Options controlling fancy consensus emission with -C:

 --minl <x> : show consensus as 'any' (X/N) unless >= this fraction  [0.0]
 --minu <x> : show consensus as upper case if >= this fraction  [0.0]

Other options::

 --seed <n> : set RNG seed to <n>  [0]  (n>=0)


hmmfetch

  1. hmmfetch :: retrieve profile HMM(s) from a file
  2. Easel h3.1b1 (May 2013)
  3. Copyright (C) 2013 Howard Hughes Medical Institute.
  4. Freely distributed under the Janelia Farm Software License.
  5. - - - - - - - - - - - - - - - - - - - - - - - - - - - - - - - - - - - -

Usage: hmmfetch [options] <hmmfile> <key> (retrieves HMM named <key>) Usage: hmmfetch [options] -f <hmmfile> <keyfile> (retrieves all HMMs in <keyfile>) Usage: hmmfetch [options] --index <hmmfile> (indexes <hmmfile>)

Options:

 -h      : help; show brief info on version and usage
 -f      : second cmdline arg is a file of names to retrieve
 -o <f>  : output HMM to file <f> instead of stdout
 -O      : output HMM to file named <key>
 --index : index the <hmmfile>, creating <hmmfile>.ssi


  1. hmmlogo :: given an hmm, produce data required to build an hmm logo
  2. HMMER 3.1b1 (May 2013); http://hmmer.org/
  3. Copyright (C) 2013 Howard Hughes Medical Institute.
  4. Freely distributed under the GNU General Public License (GPLv3).
  5. - - - - - - - - - - - - - - - - - - - - - - - - - - - - - - - - - - - -

Usage: hmmlogo <hmmfile> [options]

Options:

 -h                      : show brief help on version and usage
 --height_emission       : total height = relative entropy ; residue height = emission  (default)
 --height_positive_score : total height = relative entropy ; residue height = % of positive score
 --height_bits           : total height = sums of (pos|neg) scores; residue height = score
 --no_indel              : don't provide indel rate values

./hmmlogo

hmmpress

  1. hmmpress :: prepare an HMM database for faster hmmscan searches
  2. HMMER 3.1b1 (May 2013); http://hmmer.org/
  3. Copyright (C) 2013 Howard Hughes Medical Institute.
  4. Freely distributed under the GNU General Public License (GPLv3).
  5. - - - - - - - - - - - - - - - - - - - - - - - - - - - - - - - - - - - -

Usage: hmmpress [-options] <hmmfile>

Options:

 -h : show brief help on version and usage
 -f : force: overwrite any previous pressed files


hmmscan

  1. hmmscan :: search sequence(s) against a profile database
  2. HMMER 3.1b1 (May 2013); http://hmmer.org/
  3. Copyright (C) 2013 Howard Hughes Medical Institute.
  4. Freely distributed under the GNU General Public License (GPLv3).
  5. - - - - - - - - - - - - - - - - - - - - - - - - - - - - - - - - - - - -

Usage: hmmscan [-options] <hmmdb> <seqfile>

Basic options:

 -h : show brief help on version and usage

Options controlling output:

 -o <f>           : direct output to file <f>, not stdout
 --tblout <f>     : save parseable table of per-sequence hits to file <s>
 --domtblout <f>  : save parseable table of per-domain hits to file <s>
 --pfamtblout <f> : save table of hits and domains to file, in Pfam format <s>
 --acc            : prefer accessions over names in output
 --noali          : don't output alignments, so output is smaller
 --notextw        : unlimit ASCII text output line width
 --textw <n>      : set max width of ASCII text output lines  [120]  (n>=120)

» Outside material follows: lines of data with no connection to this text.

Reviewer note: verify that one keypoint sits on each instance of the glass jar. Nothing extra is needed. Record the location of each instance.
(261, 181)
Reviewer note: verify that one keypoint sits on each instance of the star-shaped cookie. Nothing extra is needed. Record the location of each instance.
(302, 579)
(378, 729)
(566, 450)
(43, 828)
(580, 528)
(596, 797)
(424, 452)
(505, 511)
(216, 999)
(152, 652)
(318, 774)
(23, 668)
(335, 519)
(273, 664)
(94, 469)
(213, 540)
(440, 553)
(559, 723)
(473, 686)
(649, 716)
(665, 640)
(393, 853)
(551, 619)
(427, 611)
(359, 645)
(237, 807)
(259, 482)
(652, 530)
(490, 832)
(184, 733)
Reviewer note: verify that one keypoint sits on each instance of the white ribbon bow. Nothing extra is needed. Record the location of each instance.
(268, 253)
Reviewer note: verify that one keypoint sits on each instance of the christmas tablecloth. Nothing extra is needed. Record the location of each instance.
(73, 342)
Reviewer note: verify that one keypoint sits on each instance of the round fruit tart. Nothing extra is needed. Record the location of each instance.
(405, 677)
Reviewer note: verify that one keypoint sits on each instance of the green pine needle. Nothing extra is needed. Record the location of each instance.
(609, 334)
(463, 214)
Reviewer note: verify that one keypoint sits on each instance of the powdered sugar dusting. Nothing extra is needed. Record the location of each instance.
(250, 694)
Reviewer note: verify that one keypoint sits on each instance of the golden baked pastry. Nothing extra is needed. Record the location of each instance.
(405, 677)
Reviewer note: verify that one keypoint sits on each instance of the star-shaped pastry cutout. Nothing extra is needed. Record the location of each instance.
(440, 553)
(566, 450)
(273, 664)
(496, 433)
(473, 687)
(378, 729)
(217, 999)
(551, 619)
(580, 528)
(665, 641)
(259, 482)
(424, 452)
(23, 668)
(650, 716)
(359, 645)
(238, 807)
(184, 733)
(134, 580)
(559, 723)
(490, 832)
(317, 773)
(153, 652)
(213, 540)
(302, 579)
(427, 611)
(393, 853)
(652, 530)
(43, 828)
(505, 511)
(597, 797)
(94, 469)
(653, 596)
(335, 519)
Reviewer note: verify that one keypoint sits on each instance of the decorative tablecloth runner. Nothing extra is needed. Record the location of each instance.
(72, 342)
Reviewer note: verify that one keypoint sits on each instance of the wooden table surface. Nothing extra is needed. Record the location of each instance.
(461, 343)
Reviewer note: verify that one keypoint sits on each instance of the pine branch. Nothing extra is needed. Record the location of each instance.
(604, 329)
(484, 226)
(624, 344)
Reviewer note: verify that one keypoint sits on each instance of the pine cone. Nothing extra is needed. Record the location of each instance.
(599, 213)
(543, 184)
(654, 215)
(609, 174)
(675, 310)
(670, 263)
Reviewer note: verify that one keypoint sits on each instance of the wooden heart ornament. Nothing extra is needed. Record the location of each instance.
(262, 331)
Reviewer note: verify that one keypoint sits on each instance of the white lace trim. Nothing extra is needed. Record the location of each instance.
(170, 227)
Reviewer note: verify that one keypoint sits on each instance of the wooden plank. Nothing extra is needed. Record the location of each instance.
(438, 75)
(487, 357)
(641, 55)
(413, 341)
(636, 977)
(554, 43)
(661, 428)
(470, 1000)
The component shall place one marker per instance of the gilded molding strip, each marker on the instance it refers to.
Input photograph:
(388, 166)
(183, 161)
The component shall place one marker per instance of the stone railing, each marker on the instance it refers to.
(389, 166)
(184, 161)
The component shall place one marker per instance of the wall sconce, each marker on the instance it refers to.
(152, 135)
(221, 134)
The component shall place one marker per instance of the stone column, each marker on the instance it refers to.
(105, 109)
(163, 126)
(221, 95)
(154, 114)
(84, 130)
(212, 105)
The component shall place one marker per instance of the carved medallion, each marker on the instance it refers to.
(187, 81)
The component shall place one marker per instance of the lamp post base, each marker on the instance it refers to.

Options controlling reporting thresholds:

 -E <x>     : report models <= this E-value threshold in output  [10.0]  (x>0)
 -T <x>     : report models >= this score threshold in output
 --domE <x> : report domains <= this E-value threshold in output  [10.0]  (x>0)
 --domT <x> : report domains >= this score cutoff in output

Options controlling inclusion (significance) thresholds:

 --incE <x>    : consider models <= this E-value threshold as significant
 --incT <x>    : consider models >= this score threshold as significant
 --incdomE <x> : consider domains <= this E-value threshold as significant
 --incdomT <x> : consider domains >= this score threshold as significant

Options for model-specific thresholding:

 --cut_ga : use profile's GA gathering cutoffs to set all thresholding
 --cut_nc : use profile's NC noise cutoffs to set all thresholding
 --cut_tc : use profile's TC trusted cutoffs to set all thresholding

Options controlling acceleration heuristics:

 --max    : Turn all heuristic filters off (less speed, more power)
 --F1 <x> : MSV threshold: promote hits w/ P <= F1  [0.02]
 --F2 <x> : Vit threshold: promote hits w/ P <= F2  [1e-3]
 --F3 <x> : Fwd threshold: promote hits w/ P <= F3  [1e-5]
 --nobias : turn off composition bias filter

Other expert options:

 --nonull2     : turn off biased composition score corrections
 -Z <x>        : set # of comparisons done, for E-value calculation
 --domZ <x>    : set # of significant seqs, for domain E-value calculation
 --seed <n>    : set RNG seed to <n> (if 0: one-time arbitrary seed)  [42]
 --qformat <s> : assert input <seqfile> is in format <s>: no autodetection
 --daemon      : run program as a daemon
 --cpu <n>     : number of parallel CPU workers to use for multithreads


hmmsearch

  1. hmmsearch :: search profile(s) against a sequence database
  2. HMMER 3.1b1 (May 2013); http://hmmer.org/
  3. Copyright (C) 2013 Howard Hughes Medical Institute.
  4. Freely distributed under the GNU General Public License (GPLv3).
  5. - - - - - - - - - - - - - - - - - - - - - - - - - - - - - - - - - - - -

Usage: hmmsearch [options] <hmmfile> <seqdb>

Basic options:

 -h : show brief help on version and usage

Options directing output:

 -o <f>           : direct output to file <f>, not stdout
 -A <f>           : save multiple alignment of all hits to file <s>
 --tblout <f>     : save parseable table of per-sequence hits to file <s>
 --domtblout <f>  : save parseable table of per-domain hits to file <s>
 --pfamtblout <f> : save table of hits and domains to file, in Pfam format <s>
 --acc            : prefer accessions over names in output
 --noali          : don't output alignments, so output is smaller
 --notextw        : unlimit ASCII text output line width
 --textw <n>      : set max width of ASCII text output lines  [120]  (n>=120)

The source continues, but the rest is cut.